Investigations to the core of these closures point bad corporate governance, abuse of depositor funds and failure to meet regulatory requirements as the main causes. Shareholder influence was the main culprit to this predicament. Seriously a shareholder playing dirty with my money!!!!!!!!!!!
At first the banker is entrusted with depositor and investor funds but only repays through abuse. Should we then trust in banks when they abuse that same trust?
The Deutshe Bank has been rocked by a lot of fraud cases which has left Europe contemplating on how best to deal with bankers. This is just a tip to how modern banking is structured.
Corporate governance in banks is an issue which needs serious attention if we are to curb the ever growing unorthodox means of banking practises. Zimbabwe is one of the countries where lack of corporate governance has manifested some the amateurish ways of banking.
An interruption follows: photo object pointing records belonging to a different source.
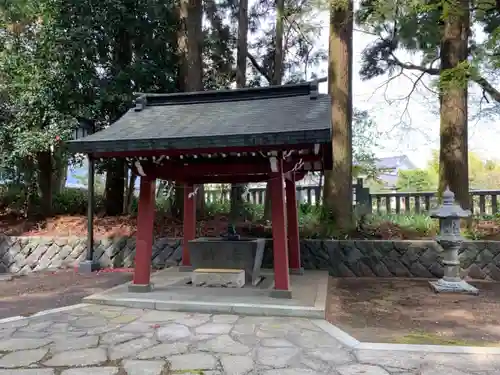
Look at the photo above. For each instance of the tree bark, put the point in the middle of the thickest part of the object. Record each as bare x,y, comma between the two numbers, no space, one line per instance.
277,77
237,207
115,188
189,51
44,161
453,155
115,175
337,194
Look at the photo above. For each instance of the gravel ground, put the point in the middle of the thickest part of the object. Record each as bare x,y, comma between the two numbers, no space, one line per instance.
27,295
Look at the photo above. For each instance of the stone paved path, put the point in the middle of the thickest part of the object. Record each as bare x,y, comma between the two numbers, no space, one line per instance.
103,340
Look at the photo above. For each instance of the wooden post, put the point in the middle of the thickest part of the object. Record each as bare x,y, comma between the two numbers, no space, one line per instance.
281,276
189,224
144,242
293,225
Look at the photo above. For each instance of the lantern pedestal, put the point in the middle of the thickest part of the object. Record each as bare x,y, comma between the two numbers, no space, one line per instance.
461,286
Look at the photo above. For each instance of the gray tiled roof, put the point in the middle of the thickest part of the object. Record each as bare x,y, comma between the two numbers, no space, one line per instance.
267,116
394,162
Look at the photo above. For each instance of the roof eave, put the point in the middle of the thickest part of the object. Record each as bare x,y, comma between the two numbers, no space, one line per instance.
266,139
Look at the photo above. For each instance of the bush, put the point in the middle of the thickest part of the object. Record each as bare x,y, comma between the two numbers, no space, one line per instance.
73,201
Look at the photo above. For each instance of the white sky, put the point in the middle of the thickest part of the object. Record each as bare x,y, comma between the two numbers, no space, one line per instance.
421,116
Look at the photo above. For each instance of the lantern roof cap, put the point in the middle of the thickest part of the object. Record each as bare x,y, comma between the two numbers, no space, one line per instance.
449,209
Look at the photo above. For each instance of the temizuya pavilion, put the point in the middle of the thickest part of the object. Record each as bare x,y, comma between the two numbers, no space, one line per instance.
273,134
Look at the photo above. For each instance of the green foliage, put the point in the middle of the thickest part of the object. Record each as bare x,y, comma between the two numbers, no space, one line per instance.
420,223
483,175
417,27
416,180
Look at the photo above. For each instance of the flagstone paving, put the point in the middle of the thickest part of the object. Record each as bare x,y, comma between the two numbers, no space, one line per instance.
103,340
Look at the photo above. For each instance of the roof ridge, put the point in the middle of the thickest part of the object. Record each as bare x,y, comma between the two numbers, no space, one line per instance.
217,96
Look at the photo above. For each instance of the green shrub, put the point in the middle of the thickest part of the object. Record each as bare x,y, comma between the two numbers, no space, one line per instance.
217,208
73,201
13,196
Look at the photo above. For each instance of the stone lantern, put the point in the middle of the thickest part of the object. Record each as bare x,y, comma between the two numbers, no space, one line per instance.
449,215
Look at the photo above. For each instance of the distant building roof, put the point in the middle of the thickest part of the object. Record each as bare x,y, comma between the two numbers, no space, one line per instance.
394,162
268,116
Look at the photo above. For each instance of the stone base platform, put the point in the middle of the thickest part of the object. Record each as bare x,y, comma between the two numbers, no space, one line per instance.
461,287
211,277
173,292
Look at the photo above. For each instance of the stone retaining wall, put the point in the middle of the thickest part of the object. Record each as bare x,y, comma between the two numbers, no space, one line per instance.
480,259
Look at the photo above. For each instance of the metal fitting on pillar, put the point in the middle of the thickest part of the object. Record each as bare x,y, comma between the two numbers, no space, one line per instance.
449,238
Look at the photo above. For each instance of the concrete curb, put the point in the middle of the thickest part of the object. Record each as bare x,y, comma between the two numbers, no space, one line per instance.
347,340
44,312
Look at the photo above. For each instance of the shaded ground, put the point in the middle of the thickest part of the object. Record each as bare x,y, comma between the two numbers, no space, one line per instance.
116,340
26,295
67,225
407,311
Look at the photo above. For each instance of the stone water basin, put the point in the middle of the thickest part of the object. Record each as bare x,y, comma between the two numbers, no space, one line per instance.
244,253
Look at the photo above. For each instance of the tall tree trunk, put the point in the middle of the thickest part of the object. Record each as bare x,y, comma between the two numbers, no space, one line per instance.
237,190
277,77
116,176
182,85
60,173
189,50
337,194
115,188
44,161
453,155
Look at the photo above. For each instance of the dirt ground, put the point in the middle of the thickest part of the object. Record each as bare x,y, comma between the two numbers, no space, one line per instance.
407,311
26,295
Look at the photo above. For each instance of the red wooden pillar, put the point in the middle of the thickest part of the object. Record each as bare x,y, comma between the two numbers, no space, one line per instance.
281,276
293,225
144,239
189,224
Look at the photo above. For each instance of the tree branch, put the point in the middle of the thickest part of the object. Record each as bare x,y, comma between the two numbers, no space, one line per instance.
259,68
487,87
481,81
410,66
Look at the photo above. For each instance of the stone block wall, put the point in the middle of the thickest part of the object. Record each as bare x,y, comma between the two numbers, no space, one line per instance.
364,258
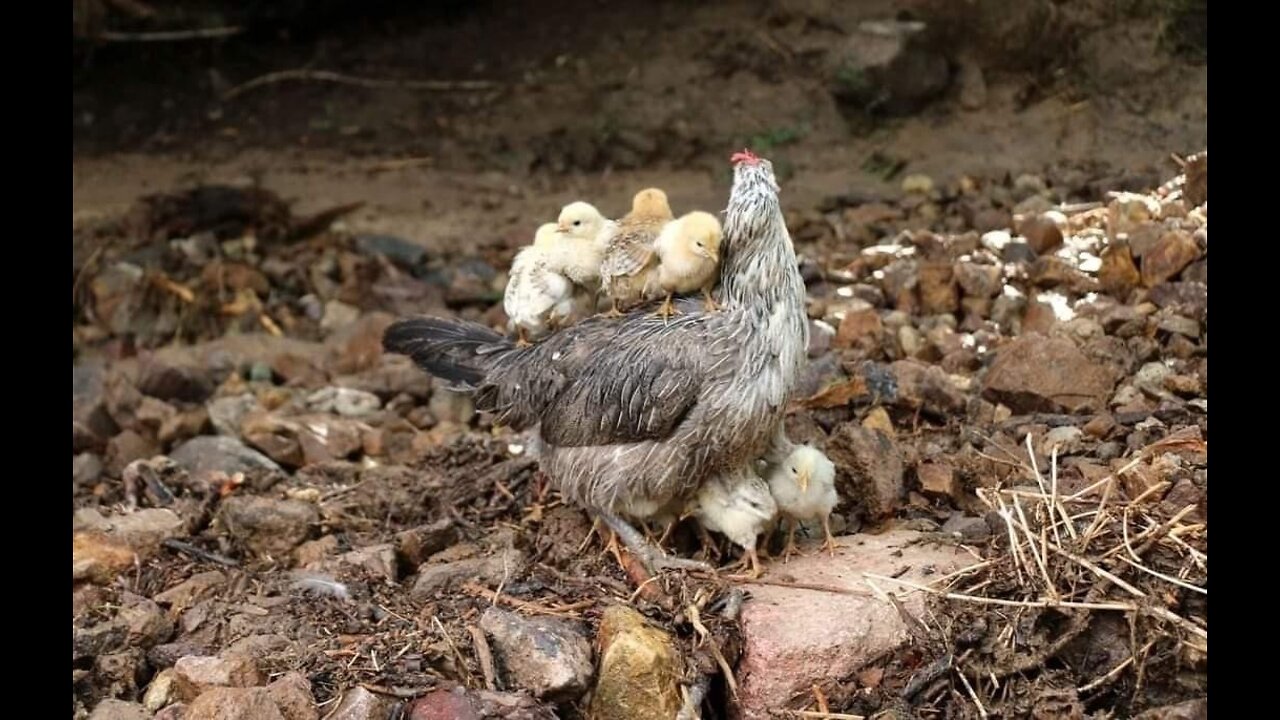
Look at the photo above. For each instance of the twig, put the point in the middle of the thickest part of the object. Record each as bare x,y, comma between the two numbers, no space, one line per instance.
170,35
376,83
186,547
1115,671
484,656
972,695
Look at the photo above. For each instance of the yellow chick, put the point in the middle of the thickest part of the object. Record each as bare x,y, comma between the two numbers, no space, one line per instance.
688,254
804,487
630,256
548,282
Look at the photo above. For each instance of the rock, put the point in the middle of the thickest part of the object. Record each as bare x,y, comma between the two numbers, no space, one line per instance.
979,281
338,314
1119,274
268,527
292,696
1040,374
858,324
640,669
416,545
794,638
146,621
234,703
1174,251
145,529
97,557
186,593
444,577
1196,188
926,387
871,465
1065,438
973,85
86,469
460,703
343,401
220,452
549,657
172,382
886,67
938,479
112,709
1189,710
359,703
161,691
196,674
451,406
938,288
228,413
127,447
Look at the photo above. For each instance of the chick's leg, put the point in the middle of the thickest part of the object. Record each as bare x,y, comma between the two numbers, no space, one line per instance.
708,301
791,541
830,543
653,557
667,309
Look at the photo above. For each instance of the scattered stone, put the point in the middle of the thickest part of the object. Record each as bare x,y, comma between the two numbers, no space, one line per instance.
112,709
938,479
858,324
196,674
343,401
549,657
161,691
433,578
234,703
1040,374
640,669
219,452
359,703
1174,251
794,638
1043,233
292,696
268,527
869,468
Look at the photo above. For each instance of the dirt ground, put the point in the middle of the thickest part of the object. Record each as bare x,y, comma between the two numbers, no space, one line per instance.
186,328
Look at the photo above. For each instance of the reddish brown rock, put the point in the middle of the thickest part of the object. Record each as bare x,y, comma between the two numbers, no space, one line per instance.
1040,374
1174,251
794,638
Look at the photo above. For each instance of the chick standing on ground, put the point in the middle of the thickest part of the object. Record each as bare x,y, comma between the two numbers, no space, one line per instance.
688,254
557,277
630,256
804,486
740,506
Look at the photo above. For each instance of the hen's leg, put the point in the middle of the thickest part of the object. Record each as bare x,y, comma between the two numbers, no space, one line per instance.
653,557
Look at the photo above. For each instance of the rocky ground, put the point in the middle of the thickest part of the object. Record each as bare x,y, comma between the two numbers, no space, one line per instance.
274,519
1009,361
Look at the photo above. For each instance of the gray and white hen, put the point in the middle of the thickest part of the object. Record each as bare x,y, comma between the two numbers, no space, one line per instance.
640,409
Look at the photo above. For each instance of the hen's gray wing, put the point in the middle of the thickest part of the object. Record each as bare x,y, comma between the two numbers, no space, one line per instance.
600,382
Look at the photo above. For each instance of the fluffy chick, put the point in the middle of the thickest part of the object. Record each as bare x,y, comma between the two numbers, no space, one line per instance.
740,506
804,487
630,256
688,254
551,282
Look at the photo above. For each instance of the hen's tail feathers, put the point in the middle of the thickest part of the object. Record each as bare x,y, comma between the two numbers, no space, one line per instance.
456,351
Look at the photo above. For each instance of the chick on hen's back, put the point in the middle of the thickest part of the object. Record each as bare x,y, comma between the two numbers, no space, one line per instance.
630,255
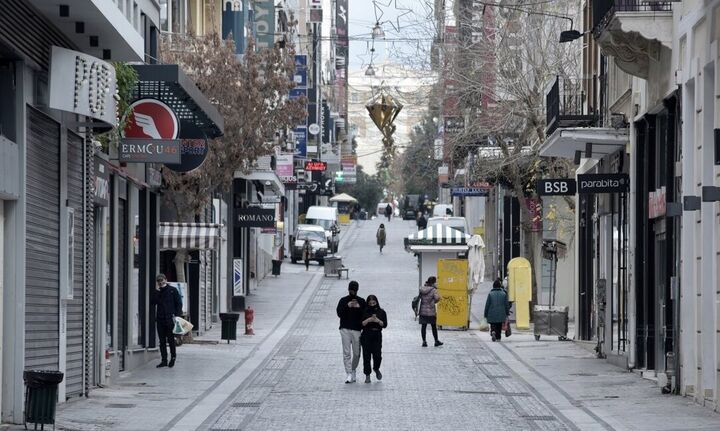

The fact that one single shareholder at Renaissance Merchant Bank had the audacity to abuse depositor funds may just point to the fact that a lot may be going on behind the Boardrooms.
When a bank defies the state how best can it promise trust to the consumer. Standard Chartered paid heavy fines (327 million dollars)to the US regulators after making transactions with countries which were on the US sanction list. In clear act of defiance these transactions were wired through the United States.
That points to the fact that banks are only driven by the motivation to make profits and there is no concern as to how these profits come about.
What trust then should we place in banks?
Consumers are forced to trust because banks are not conventional robbers but rather intelligent ones where various dynamics are employed to abuse any single dollar in the name of profit maximisation.
Whenever consumers transact with banks the element of trust is now a thing of the past. Trust has been substituted with risk. Consumers risk their funds because they scepticism has taught them that tomorrow might report that a certain bank is closed.
Even the so called, ‘too big to fail’, banks in the United States and Europe are revelation to the fact that banks can never be trusted anymore. No one ever thought that a one hundred and fifty year old Lehman Brothers would ever come to its knees. In September 2007 clients besieged Northern Rock which was one of the biggest forces in Europe after getting the news that the bank was going under. Even when bank employees practise beyond their mandates it clearly shows that there is a lot of underhand dealings going on in our banking systems. Kweku Adoboli, a trader at UBS Bank single handedly exposed the bank to 12 billion pounds when his unit was only authorised to risk 100 million pounds. This shows the nature of human capital which is the driving force behind banks.



                                                     Kweku Adoboli
Can we trust the banks? Should we let banking hegemony prevail? Is banking the euphemism of robbery? All these questions need urgent attention if we are to see viable financial systems which bridge the surplus and deficit units.